How Long Will a Person Have Dermatitis Herpetiformis?
Dermatitis herpetiformis can persist lifelong unless diet modification is established.
Is Dermatitis Herpetiformis Contagious?
Dermatitis herpetiformis is non-contagious like any other type of dermatitis. It cannot spread from one person to another.
When to Consult a Healthcare Provider for Dermatitis Herpetiformis?
If you feel any symptoms of dermatitis herpetiformis, it is good to report to the healthcare provider immediately. The itchy feeling of the condition can affect the quality of life. Try consulting a dermatologist initially who would recommend you some diagnostic tests. And if you have a nutritional deficiency, the nutritionist will follow you up. Getting identified and treated earlier is the best choice.
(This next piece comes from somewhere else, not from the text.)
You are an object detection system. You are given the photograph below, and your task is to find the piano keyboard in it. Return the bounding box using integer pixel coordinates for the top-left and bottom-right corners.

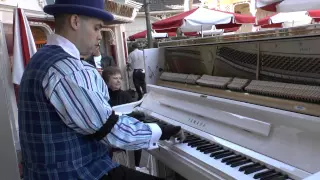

Living with visible bumps and blisters is more complex than adapting to a new diet. Therefore, whenever you get tempted by your favorite food, remember it is worth avoiding them than suffering from those itchy blisters. And do not modify your diet and take medicines on your own. Consult the specialist and take necessary precautions with their consent. Stay gluten-free, stay dermatitis herpetiformis-free.